ConCord Convicts

Well I don't know when I started having a heart for troublemakers, but it's a real thing for me.  I am a pretty fricken innocent heart myself...so it's really weird that I am attracted to criminals, lol. My PO suggested in more of a restrictive way that I am not to associate with offenders.  I guess particularly male offenders that want to date me.

I didnt know much what a felony meant until I met my ex thirty days sober in 2006.  He said he hadn't always been good.  I think that's when I saw God's work in him. He had nine felonies.  Wow.  Bad boy gone good. Hot. We watched Prison Break Season one our first year together and I was intrigued of his prison stories. Isn't time what makes a man a man???  Having to get jumped in at 19 in the Las Vegas Prison?  Man what a man! Lol. It was a redemption story and I was a girl that felt I needed redemption too.

Then Adam. A bank robber. He told me about boot camp...My dreamcycle! Lol. So intrigued. Well let me tell you where my mind has taken me with that! These are the last days. And in the realm of ConCord crime is not crime, doesnt exist...but the lives we live here merit badges of honor in ConCord.  It's the battle for souls and the convicts and products of generational sin are actually the heroes in the other realm.  The dirt under your shoe...The kicked to the curb... The insane..
The oppressed...The societies nobodies spirits are actually fighting on the other side.  Half the man I used to be!

Every time I go insane I see these badasses! Warriors! The ones who were destroyed for Flatt cause my psychosis tells me all the full men are in Concord.  When I went dark I was told I was killing all the men. But that was a lie because when I went to heaven they were all there whole!  Everyone is whole and forgiven.  No more fragmentation. And everyone is straight.

I know I identify in Flatt as a female, but when psychotic I am both.  Weird.  I know I am talking some mad crazy shit.  Way far out I guess I should just stick with I love ConCord Convicts!

In fact I called heaven ConCord because I was looking at a roster of convicts called Con Web and it altered into a roll call.

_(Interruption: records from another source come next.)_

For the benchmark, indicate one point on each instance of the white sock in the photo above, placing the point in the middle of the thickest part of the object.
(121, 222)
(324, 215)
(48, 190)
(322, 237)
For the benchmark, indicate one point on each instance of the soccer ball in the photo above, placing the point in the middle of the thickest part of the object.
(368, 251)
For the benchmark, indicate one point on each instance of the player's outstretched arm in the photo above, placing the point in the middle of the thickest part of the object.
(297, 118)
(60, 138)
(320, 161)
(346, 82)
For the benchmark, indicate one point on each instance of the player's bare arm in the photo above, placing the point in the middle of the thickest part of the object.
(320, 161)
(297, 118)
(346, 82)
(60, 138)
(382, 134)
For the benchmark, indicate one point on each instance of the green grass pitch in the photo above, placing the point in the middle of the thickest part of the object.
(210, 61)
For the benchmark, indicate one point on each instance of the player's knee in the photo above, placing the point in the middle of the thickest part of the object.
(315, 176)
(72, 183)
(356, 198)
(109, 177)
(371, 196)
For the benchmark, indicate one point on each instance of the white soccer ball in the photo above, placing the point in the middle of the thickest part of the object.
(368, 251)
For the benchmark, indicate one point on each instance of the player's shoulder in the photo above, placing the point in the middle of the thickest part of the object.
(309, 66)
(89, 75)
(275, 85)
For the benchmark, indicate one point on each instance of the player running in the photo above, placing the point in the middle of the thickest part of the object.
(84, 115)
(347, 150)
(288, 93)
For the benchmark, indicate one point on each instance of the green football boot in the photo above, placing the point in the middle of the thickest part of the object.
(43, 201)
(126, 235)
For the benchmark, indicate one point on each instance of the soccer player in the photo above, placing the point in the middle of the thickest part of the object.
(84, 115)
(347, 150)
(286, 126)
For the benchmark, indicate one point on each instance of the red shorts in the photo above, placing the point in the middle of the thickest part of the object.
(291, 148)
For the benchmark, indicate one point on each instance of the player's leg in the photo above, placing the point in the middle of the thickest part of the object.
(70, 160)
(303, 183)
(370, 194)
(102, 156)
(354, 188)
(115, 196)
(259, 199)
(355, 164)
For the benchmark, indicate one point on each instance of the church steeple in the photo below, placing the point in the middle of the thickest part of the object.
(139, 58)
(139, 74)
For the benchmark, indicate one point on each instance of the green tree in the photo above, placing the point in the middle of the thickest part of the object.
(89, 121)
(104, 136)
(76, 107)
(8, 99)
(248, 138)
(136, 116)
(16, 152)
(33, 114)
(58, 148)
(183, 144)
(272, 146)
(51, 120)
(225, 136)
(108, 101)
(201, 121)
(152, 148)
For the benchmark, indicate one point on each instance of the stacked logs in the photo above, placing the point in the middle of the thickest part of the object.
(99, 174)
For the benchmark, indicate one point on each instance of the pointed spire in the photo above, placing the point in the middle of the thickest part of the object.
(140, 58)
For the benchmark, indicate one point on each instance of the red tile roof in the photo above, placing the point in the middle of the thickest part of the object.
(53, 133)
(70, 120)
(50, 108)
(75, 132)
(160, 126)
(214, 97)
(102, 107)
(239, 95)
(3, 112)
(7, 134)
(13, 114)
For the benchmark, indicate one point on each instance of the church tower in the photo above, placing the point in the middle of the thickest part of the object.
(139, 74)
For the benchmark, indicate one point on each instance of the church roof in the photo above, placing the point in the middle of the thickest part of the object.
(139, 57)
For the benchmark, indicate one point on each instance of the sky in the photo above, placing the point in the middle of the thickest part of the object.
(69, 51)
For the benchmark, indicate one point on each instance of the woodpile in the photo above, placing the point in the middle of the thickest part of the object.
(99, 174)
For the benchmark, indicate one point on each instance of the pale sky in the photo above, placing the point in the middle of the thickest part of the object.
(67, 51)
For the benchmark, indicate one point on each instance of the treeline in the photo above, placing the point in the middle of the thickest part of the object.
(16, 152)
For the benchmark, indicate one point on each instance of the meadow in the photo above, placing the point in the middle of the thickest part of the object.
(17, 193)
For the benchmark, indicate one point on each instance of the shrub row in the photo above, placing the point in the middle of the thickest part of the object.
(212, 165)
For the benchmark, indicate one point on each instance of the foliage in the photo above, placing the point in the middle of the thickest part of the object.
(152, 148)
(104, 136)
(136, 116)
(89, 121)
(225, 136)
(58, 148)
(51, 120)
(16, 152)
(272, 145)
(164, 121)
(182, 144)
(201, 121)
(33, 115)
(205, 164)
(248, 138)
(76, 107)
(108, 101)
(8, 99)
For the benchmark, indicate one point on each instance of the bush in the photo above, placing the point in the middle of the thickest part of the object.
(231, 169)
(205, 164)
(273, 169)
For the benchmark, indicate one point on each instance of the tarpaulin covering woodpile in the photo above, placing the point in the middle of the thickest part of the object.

And all these people who had suffered generationally...Even child molesters that generationally suffered are gonna be cleared! That icky icky shit does not exist! And even my molester is whole and not sick! God loves all! And the common cord between us is that we've all been convicts.

I happen to be a convict for loving one.  Lol couldn't think of a better way to become a criminal!

I've come into some strange ways to view the world.  It's been over a few years so it's not really blowing my mind.  I've just always been a sucker for a good redemption story!